Schedule 7 also designated Versatech Construction and Development Inc. as preferred subcontractor for the drainage system. Versatech further subcontracted the work, and defaulted on paying its own subcontractors. The president of one such subcontractor had to write a personal note to Alvarez for help in collecting P1 million. "For the past two months we had out five units of Backhoes/Excavators and one unit of Bulldozer rented by owner Charlie C. Fuentes of Versatech, who we understand is a friend of yours," the hapless fellow said. "Our problem is Versatech continuously collects from Takenaka for work accomplishments, but for one reason or another Mr. Charlie Fuentes is avoiding payment to us."
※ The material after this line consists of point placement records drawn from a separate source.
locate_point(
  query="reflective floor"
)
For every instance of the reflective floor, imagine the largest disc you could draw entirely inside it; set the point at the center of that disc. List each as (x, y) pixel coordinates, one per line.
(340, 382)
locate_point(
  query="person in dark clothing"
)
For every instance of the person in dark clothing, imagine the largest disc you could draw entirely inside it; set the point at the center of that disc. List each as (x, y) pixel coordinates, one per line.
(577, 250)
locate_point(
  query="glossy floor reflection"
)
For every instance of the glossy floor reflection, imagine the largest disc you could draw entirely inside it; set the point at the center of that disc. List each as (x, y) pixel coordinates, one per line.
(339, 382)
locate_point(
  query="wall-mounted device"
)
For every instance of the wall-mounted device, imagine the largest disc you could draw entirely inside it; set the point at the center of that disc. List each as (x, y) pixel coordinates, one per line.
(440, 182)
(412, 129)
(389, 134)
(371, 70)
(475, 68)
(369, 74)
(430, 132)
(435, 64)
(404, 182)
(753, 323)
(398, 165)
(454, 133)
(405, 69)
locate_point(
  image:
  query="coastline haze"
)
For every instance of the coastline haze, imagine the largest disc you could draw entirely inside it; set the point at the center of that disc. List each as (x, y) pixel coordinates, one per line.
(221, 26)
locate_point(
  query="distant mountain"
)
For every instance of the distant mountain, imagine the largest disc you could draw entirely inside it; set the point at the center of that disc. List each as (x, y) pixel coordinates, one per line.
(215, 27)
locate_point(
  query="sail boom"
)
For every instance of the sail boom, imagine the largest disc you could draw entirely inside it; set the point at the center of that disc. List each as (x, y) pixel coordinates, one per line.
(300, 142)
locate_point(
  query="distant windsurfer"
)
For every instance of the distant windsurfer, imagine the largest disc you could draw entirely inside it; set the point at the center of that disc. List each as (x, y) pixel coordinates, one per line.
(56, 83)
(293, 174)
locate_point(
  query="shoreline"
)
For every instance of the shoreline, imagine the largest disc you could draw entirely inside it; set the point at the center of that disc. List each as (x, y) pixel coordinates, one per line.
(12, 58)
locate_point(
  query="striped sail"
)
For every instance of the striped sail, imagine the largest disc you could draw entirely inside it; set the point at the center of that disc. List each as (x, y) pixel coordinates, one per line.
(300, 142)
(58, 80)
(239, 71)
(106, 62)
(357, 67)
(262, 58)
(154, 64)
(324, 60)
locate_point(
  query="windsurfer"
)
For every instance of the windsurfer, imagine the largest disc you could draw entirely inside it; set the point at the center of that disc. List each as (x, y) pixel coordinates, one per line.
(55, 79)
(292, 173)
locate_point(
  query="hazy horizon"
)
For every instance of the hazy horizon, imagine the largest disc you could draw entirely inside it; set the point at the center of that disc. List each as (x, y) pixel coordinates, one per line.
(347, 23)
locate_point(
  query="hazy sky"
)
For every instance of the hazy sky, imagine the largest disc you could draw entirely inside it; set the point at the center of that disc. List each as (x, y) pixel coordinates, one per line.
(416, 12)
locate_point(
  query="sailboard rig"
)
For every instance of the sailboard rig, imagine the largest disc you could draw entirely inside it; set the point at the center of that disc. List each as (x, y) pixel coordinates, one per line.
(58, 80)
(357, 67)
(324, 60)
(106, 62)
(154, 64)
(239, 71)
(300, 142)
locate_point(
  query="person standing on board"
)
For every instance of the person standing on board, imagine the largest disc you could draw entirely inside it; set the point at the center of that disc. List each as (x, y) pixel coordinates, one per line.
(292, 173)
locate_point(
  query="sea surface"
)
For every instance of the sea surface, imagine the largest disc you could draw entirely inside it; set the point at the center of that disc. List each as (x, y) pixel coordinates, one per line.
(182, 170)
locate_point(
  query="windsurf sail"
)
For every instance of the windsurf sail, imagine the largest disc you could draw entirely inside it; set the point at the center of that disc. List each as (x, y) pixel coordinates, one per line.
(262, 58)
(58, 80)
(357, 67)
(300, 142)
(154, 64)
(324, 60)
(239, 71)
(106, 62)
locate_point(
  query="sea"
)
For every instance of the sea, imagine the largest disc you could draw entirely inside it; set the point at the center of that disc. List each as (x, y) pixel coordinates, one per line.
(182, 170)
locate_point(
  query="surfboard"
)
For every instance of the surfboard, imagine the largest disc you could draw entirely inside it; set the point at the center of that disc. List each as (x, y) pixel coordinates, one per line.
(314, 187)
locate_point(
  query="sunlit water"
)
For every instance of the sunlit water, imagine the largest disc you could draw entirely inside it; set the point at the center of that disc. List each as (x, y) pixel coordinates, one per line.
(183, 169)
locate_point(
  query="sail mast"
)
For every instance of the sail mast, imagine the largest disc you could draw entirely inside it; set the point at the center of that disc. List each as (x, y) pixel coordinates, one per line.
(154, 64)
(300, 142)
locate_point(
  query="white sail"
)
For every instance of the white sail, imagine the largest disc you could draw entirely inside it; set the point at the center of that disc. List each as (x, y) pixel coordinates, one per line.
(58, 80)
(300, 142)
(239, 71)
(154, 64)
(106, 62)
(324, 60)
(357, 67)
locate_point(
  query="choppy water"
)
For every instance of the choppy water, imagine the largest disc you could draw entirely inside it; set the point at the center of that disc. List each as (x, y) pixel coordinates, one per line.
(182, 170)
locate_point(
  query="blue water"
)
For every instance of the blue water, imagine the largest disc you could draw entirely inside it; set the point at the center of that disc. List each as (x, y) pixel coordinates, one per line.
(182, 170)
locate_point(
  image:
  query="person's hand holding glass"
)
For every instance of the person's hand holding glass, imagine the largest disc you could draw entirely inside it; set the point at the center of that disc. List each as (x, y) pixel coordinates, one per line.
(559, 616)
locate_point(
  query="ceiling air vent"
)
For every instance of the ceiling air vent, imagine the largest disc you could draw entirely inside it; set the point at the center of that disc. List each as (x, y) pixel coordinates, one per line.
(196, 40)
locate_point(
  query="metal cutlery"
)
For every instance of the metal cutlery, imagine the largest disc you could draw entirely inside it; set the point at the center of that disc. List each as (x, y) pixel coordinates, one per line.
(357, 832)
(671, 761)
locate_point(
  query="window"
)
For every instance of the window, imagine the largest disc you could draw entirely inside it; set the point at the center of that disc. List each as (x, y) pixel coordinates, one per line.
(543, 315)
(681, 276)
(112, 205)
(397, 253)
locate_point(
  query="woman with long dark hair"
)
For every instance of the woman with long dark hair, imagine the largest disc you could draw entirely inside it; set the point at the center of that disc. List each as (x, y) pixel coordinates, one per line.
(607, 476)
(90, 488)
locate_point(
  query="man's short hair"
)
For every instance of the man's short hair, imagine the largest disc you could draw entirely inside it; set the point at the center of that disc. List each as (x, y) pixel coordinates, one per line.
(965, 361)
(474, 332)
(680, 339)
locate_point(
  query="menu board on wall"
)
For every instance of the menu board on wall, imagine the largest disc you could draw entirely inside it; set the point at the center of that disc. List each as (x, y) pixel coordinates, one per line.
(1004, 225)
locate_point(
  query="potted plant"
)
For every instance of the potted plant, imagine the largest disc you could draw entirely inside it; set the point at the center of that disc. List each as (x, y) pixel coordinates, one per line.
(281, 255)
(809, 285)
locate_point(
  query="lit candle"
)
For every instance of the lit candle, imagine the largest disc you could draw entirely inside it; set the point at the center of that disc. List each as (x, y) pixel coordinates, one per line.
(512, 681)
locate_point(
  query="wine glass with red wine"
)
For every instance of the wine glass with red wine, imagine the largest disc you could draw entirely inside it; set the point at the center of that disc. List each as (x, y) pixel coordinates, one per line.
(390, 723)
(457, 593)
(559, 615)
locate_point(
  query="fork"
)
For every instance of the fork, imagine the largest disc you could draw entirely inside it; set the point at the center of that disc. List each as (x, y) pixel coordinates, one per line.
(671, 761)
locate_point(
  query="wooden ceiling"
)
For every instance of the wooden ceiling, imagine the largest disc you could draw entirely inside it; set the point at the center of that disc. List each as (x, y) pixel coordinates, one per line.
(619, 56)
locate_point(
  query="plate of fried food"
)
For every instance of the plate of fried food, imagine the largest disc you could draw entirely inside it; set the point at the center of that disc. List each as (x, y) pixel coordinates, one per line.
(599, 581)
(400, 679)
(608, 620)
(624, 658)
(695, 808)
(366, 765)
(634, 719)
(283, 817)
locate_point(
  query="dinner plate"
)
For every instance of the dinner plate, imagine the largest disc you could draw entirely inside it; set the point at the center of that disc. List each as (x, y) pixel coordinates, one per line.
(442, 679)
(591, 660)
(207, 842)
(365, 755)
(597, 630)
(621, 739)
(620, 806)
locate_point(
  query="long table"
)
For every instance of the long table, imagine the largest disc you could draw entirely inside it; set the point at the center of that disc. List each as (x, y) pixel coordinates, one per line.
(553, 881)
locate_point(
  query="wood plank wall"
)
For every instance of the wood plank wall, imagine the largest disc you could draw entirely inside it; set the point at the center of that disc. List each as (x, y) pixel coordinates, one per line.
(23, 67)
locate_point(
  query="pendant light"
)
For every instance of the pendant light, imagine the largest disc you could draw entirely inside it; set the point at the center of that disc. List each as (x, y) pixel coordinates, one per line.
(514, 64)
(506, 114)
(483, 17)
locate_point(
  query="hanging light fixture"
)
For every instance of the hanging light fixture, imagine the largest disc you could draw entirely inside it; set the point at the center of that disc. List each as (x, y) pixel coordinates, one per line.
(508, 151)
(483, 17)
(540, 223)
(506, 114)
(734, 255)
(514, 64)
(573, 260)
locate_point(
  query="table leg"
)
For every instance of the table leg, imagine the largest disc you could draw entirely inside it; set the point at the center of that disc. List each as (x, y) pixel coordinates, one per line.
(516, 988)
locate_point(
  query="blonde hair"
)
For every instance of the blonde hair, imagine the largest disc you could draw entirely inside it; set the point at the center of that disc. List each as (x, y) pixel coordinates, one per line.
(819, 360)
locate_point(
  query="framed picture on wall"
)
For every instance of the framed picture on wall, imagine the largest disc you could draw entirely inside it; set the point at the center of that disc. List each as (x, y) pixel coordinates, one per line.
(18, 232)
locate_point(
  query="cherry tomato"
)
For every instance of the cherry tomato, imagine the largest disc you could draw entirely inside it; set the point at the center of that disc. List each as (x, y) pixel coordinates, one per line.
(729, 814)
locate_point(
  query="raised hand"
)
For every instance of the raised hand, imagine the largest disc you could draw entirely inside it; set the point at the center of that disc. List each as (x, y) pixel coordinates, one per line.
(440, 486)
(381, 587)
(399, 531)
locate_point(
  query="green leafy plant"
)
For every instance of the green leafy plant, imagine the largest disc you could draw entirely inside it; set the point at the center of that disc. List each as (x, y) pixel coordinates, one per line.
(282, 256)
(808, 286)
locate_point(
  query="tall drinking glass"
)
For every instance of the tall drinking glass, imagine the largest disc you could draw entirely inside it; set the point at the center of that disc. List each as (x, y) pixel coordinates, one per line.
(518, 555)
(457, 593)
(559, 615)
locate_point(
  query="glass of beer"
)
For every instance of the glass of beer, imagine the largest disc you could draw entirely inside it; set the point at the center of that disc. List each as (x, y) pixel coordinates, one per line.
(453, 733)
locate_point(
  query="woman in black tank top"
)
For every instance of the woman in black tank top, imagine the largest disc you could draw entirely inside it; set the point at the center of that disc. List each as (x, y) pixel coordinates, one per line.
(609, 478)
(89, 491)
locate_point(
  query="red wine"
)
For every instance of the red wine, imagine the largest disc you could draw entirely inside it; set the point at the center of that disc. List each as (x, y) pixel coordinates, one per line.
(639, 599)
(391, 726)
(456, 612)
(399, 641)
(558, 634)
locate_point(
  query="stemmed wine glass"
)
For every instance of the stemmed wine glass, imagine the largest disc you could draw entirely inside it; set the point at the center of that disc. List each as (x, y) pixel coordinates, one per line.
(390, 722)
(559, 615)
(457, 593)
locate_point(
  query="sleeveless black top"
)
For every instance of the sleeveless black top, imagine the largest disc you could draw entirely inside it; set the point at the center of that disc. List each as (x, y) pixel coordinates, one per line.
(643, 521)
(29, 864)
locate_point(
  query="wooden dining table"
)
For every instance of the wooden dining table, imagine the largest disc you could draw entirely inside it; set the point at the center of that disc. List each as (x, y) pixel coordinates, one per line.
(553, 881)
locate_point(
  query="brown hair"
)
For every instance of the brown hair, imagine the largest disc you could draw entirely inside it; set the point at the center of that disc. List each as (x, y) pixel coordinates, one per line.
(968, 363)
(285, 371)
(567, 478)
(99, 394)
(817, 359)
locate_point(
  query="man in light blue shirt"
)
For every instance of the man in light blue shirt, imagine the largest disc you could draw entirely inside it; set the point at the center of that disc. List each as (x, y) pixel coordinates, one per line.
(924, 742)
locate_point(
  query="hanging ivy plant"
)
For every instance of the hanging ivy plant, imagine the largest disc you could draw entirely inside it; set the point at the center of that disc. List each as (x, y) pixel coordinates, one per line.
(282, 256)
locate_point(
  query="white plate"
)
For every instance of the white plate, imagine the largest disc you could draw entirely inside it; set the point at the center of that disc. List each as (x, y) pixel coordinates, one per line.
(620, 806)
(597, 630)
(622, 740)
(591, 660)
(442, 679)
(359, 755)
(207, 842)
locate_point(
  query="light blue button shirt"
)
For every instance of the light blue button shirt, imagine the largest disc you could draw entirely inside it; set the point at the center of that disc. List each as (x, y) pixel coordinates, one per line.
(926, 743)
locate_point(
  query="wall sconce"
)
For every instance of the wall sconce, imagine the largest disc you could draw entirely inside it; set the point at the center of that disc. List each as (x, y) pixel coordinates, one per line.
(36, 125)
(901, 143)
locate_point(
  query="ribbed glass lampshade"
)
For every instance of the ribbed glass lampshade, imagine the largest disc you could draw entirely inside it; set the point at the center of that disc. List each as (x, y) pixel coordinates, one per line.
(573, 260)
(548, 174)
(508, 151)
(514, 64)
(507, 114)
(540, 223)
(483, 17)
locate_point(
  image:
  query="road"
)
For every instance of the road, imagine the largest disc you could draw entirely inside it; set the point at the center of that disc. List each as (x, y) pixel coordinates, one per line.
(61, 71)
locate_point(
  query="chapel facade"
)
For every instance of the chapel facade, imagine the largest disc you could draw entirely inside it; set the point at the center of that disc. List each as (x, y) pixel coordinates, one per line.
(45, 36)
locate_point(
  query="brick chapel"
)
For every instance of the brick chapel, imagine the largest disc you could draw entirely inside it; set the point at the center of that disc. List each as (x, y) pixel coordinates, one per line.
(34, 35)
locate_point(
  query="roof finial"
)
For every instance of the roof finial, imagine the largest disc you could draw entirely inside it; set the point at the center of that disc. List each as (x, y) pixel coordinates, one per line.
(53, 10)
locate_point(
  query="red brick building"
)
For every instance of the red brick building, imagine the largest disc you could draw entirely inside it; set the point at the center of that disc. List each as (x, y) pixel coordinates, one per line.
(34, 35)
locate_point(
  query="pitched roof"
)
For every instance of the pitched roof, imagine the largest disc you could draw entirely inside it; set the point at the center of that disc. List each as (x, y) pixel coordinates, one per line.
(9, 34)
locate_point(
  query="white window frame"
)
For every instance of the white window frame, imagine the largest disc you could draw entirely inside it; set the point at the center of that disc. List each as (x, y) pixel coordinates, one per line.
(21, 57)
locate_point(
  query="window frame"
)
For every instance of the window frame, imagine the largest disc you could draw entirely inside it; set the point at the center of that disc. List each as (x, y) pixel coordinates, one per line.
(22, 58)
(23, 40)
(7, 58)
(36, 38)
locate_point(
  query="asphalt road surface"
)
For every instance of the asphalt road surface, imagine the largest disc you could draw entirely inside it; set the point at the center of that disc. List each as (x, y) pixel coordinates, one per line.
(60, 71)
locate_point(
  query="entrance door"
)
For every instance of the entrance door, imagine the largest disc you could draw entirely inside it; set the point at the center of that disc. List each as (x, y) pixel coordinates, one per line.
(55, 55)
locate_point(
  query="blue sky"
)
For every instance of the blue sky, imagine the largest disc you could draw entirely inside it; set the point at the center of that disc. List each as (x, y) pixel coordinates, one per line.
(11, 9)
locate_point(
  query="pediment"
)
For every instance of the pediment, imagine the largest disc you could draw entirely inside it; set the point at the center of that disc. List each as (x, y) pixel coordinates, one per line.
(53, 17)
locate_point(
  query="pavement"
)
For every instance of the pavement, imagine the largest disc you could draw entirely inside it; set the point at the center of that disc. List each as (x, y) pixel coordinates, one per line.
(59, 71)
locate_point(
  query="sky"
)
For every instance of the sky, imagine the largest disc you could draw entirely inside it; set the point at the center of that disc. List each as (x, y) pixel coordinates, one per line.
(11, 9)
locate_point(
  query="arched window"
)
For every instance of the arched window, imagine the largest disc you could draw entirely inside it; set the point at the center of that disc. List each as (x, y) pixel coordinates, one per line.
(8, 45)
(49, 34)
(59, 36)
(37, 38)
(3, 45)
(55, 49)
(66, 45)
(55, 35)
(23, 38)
Incidentally, Versatech would not have qualified under normal trade for the drainage work, save for being in Piatcos preferred list. Not only did it have no track record in that line, but the Construction Industry Authority of the Philippines also had blacklisted it for past shoddy works. Apart from the fallen ceiling, Terminal-3s drainage is one of NAIAs big headaches.
Meanwhile, a Japanese consultant for NAIA and the International Air Transport Association had separately inspected the structural soundness and safety of expropriated Terminal-3. Reports have been submitted to the Malacañang Policy Group, Transportation Sec. Leandro Mendoza, and NAIAs Cusi. To this day, while government is negotiating with Piatco a "just compensation" courtesy of taxpayers, the offices have yet to make the findings public. Is that so, in spite of the collapsed ceiling, Piatcos gofers in business and media circles can go on calling investigators Chicken Little?